Congress must also exert robust oversight over facility conditions and ensure that migrants cease languishing in detention without access to basic needs and resources. The expansion of detention has come without commensurate oversight of facilities prone to abuse, neglect, and other gross human rights violations.^13 ICE and Customs and Border Patrol (CBP) should not be able to expand detention capacity without meaningful accountability for their failure to care for the people in their custody. The agencies’ Inspector General flagged major concerns with the existing internal inspections of facilities.^14 Congress has an opportunity to cease funding facilities that are habitually in violation of existing detention standards, as well as ensure through ongoing independent inspections that all existing facilities are brought up to compliance with the 2011 Performance-Based National Detention Standards (PBNDS), as amended in 2016.

The Dignity for Detained Immigrants Act aligns with FCNL’s principles on immigrant detention. H.R. 2415 would eliminate mandatory detention, restoring necessary discretion to the system. The bill requires immigration enforcement agencies to prioritize community-based alternatives for most immigrants who are currently funneled into dangerous detention conditions – including families, primary caregivers, pregnant women, asylum seekers, and people under 21. As the number of people subjected to detention is reduced, the bill would also require all facilities to be owned and operated by the Department of Homeland Security with higher standards and additional congressional oversight.
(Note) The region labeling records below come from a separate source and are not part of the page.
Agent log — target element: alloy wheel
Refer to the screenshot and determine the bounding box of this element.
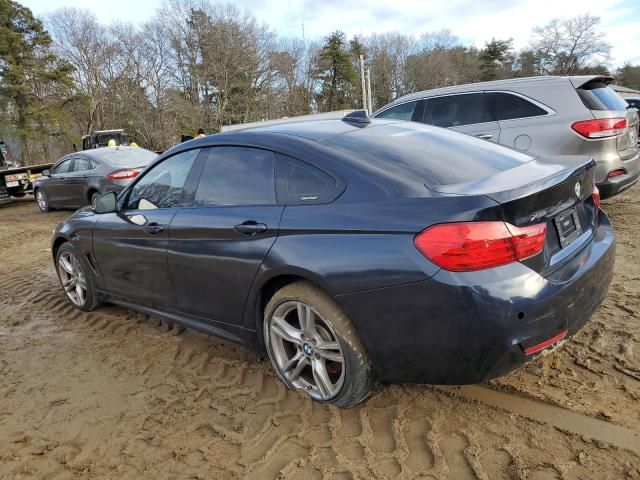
[268,301,345,401]
[58,252,87,307]
[36,190,47,210]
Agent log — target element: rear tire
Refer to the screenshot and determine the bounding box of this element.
[263,281,375,408]
[35,189,51,213]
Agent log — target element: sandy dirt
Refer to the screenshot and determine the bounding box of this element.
[0,187,640,480]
It is crucially important that Congress pursue meaningful reforms to immigrant detention through standalone legislation like H.R. 2415, increase oversight of existing facilities, and end its unchecked expansion through the annual appropriations process.


1: Human Rights Watch et al., Code Red: The Fatal Consequences of Dangerously Substandard Medical Care in Immigrant Detention, June 2018, American Civil Liberties Union, Detention Watch Network, and National Immigrant Justice Center, Fatal Neglect: How ICE Inspections Ignore Deaths in Detention, (February 2016), , [Human Rights Watch] (https://www.hrw.org/report/2017/05/08/systemic-indifference/dangerous-substandard-medical-care-us-immigration-detention), Systemic Indifference: Dangerous and Substandard Medical Care in US Immigration Detention, (May 2017).

10: See under “FY2019 YTD ICE Average Daily Population and ICE Average Length of Stay

14: DHS Office of Inspector General, OIG-18-67: ICE’s Inspections and Monitoring of Detention Facilities Do Not Lead to Sustained Compliance or Systemic Improvements, June 2018, at p. 10.